Class: Transformers::Bert::BertSelfAttention

Inherits:

Torch::NN::Module

Object
Torch::NN::Module
Transformers::Bert::BertSelfAttention

show all

Defined in:: lib/transformers/models/bert/modeling_bert.rb

Instance Method Summary collapse

#forward(hidden_states, attention_mask: nil, head_mask: nil, encoder_hidden_states: nil, encoder_attention_mask: nil, past_key_value: nil, output_attentions: false) ⇒ Object
#initialize(config, position_embedding_type: nil) ⇒ BertSelfAttention constructor

A new instance of BertSelfAttention.
#transpose_for_scores(x) ⇒ Object

Constructor Details

#initialize(config, position_embedding_type: nil) ⇒ `BertSelfAttention`

Returns a new instance of BertSelfAttention.
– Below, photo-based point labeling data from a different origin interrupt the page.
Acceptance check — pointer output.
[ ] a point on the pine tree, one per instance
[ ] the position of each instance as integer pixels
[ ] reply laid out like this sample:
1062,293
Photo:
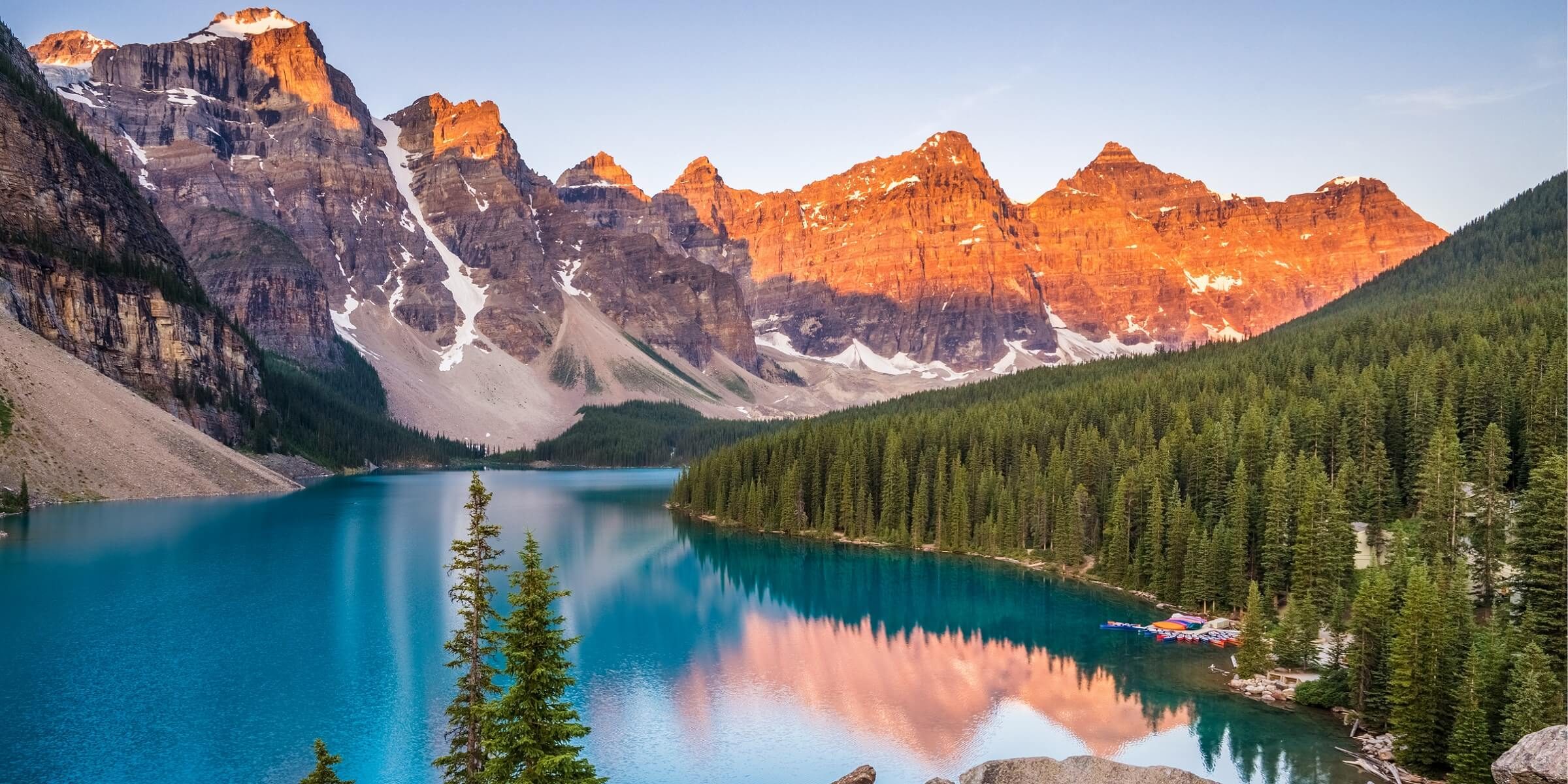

# File 'lib/transformers/models/bert/modeling_bert.rb', line 80

def initialize(config, position_embedding_type: nil)
  super()
  if config.hidden_size % config.num_attention_heads != 0 && !config.embedding_size
    raise ArgumentError,
      "The hidden size (#{config.hidden_size}) is not a multiple of the number of attention " +
      "heads (#{config.num_attention_heads})"
  end

  @num_attention_heads = config.num_attention_heads
  @attention_head_size = (config.hidden_size / config.num_attention_heads).to_i
  @all_head_size = @num_attention_heads * @attention_head_size

  @query = Torch::NN::Linear.new(config.hidden_size, @all_head_size)
  @key = Torch::NN::Linear.new(config.hidden_size, @all_head_size)
  @value = Torch::NN::Linear.new(config.hidden_size, @all_head_size)

  @dropout = Torch::NN::Dropout.new(p: config.attention_probs_dropout_prob)
  @position_embedding_type = position_embedding_type || config.position_embedding_type || "absolute"
  if @position_embedding_type == "relative_key" || @position_embedding_type == "relative_key_query"
    @max_position_embeddings = config.max_position_embeddings
    @distance_embedding = Torch::NN::Embedding.new(2 * config.max_position_embeddings - 1, @attention_head_size)
  end

  @is_decoder = config.is_decoder
end

Instance Method Details

#forward(hidden_states, attention_mask: nil, head_mask: nil, encoder_hidden_states: nil, encoder_attention_mask: nil, past_key_value: nil, output_attentions: false) ⇒ `Object`

# File 'lib/transformers/models/bert/modeling_bert.rb', line 112

def forward(
  hidden_states,
  attention_mask: nil,
  head_mask: nil,
  encoder_hidden_states: nil,
  encoder_attention_mask: nil,
  past_key_value: nil,
  output_attentions: false
)
  mixed_query_layer = @query.(hidden_states)

  # If this is instantiated as a cross-attention module, the keys
  # and values come from an encoder; the attention mask needs to be
  # such that the encoder's padding tokens are not attended to.
  is_cross_attention = !encoder_hidden_states.nil?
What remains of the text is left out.